Foto Divulgação/Seduc

A Secretaria de Estado de Educação e Desporto reuniu, na tarde desta quarta-feira (09/08), com o Sindicato dos Trabalhadores em Educação do Estado do Amazonas (Sinteam), atendendo, pela quarta vez em menos de dois meses, a solicitação da entidade para tratar da manutenção das aulas presenciais. Participaram da reunião os Ministérios Públicos Estadual (MPE-AM) e do Trabalho no Amazonas (MPT-AM), a Ordem dos Advogados do Brasil no Amazonas (OAB-AM) e a Comissão de Educação da Assembleia Legislativa do Amazonas.

A reunião foi realizada via aplicativo porque o MPE-AM não está participando de reuniões presenciais. Este foi o quarto encontro da Secretaria e sindicato nos últimos 45 dias.

A primeira reunião foi no dia 21 de julho, quando foram informadas as medidas e protocolos de saúde do Plano de Retorno às Atividades Presenciais, na sede da pasta. No dia 21 de agosto, a Secretaria de Educação participou de um encontro remoto com MPT, MPE-AM e membros dos sindicatos. No dia 25 de agosto, por meio da Comissão de Educação da Aleam, foi realizada uma Audiência Pública remota com os sindicalistas.

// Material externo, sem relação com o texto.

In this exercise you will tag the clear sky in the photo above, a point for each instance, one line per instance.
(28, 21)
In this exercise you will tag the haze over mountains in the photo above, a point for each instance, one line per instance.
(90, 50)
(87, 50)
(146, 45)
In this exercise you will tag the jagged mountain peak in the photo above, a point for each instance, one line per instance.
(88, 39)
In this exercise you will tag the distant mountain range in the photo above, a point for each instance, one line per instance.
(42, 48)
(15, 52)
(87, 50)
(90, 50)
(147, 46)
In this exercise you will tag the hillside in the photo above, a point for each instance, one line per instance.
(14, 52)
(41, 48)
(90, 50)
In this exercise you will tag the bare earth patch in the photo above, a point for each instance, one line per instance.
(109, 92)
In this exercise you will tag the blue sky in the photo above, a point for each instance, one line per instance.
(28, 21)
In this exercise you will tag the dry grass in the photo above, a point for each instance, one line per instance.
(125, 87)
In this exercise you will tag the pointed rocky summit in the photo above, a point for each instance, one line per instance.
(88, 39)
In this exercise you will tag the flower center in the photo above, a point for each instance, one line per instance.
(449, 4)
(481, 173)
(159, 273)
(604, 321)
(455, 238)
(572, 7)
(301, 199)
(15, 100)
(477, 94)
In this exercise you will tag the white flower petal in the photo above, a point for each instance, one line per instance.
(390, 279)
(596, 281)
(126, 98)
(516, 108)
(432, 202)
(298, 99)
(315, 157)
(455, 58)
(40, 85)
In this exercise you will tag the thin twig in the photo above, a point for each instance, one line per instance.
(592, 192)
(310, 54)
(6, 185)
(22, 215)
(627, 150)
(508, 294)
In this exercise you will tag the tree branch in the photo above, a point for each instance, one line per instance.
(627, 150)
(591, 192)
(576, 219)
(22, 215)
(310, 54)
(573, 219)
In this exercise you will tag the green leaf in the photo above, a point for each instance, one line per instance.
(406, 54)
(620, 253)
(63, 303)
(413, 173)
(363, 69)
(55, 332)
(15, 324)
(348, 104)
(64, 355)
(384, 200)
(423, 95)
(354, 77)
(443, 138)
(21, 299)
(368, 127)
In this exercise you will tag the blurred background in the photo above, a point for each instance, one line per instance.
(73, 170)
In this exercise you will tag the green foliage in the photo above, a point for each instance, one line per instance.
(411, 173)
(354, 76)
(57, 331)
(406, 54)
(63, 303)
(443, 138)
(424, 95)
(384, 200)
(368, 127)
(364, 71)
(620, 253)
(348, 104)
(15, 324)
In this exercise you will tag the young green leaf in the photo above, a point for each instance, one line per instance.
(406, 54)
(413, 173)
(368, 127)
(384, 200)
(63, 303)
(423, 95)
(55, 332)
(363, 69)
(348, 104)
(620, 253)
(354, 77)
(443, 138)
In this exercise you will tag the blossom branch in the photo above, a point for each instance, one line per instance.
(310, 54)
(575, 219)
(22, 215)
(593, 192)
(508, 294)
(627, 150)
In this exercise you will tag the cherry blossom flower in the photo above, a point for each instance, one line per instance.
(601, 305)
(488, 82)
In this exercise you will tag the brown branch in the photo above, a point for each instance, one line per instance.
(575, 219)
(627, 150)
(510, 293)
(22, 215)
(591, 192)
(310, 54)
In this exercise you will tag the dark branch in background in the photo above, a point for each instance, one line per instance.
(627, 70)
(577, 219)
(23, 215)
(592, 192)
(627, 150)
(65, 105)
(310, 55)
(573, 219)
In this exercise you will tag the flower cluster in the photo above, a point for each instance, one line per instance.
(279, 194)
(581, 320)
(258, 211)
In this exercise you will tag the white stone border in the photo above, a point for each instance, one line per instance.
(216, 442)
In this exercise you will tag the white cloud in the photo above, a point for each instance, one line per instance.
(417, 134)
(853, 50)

Dentre os pontos discutidos estão a manutenção das aulas presenciais, a testagem para Covid-19 de todos os professores, a conscientização dos alunos quanto aos cuidados no ambiente escolar e a adaptação do calendário escolar. O secretário de Educação, em exercício, Luis Fabian Barbosa, disse que se mantém aberto aos diálogos com os sindicatos e associações representantes dos profissionais da educação.

“Nunca antes houve tantos diálogos com órgãos de controle e fiscalização. Esse retorno é um fato que se impõe, mas não é uma decisão da educação, é uma necessidade da sociedade. Só retornamos quando 100% das escolas de Ensino Médio estavam adequadas. Se nós temos a garantia das aulas presenciais pelo órgãos judiciários, dos órgãos de vigilância em saúde, não temos razão para recuar”, afirmou Barbosa.

 Fiscalização – A promotora Delisa Ferreira, do MPE-AM e a deputada estadual Therezinha Ruiz, presidente da Comissão de Educação da Aleam, ressaltaram que todas as atividades realizadas pela Secretaria de Educação estão sendo acompanhadas pelos órgãos e, quando encontradas possíveis irregularidades, são solicitados esclarecimentos da Secretaria de Educação, que tem respondido a todas as solicitações.

“A Educação é o caminho para o progresso. É nisso que eu acredito e é o que estamos tentando trazer para nossos estudantes, porque acredito que temos muitos professores responsáveis e que não vão deixar a educação entrar em um buraco negro, como citam alguns estudiosos”, frisou Ruiz.

A reunião durou cerca de 2h30 e os participantes puderam discutir os pontos levantados pelo sindicato e pelos órgãos de fiscalização. O secretário em exercício se comprometeu em continuar com os diálogos e com a transparência já exercida desde o início de sua gestão e sanar quaisquer falhas em protocolos de saúde que sejam apresentadas à pasta pelos sindicatos.

Informações – Durante a reunião, a Secretaria de Educação apresentou dados corretos sobre testagem e afastamento de profissionais, que eram duas das pautas do sindicato. Entre os servidores afastados do grupo de risco, a Secretaria apresentou números de mais de 1,5 mil profissionais da educação resguardados.

Mais de 5.154 servidores da educação da rede pública estadual, que atuam no Ensino Médio, para Covid-19, entre 18 de agosto e 9 de setembro. Segundo os dados do relatório do órgão responsável pelas testagens e monitoramento do novo coronavírus no estado, 94,1% tiveram resultado negativo ou positivo com presença de anticorpos. Esse número representa 4.849 dos testes realizados.

Do total dos números positivos, 305 foram de infecção recente (IgM). Ou seja, somente 5,9% estavam no período de transmissão ativa da doença. Entre os casos de IgG, que indicam a contaminação antiga, foram identificados 1.465 casos.

Os números indicam que, dos casos notificados como IgG, a provável infecção do vírus se deu por meio de transmissão comunitária, possivelmente entre os meses de abril, maio e junho, no auge da pandemia em Manaus, no período de recesso escolar.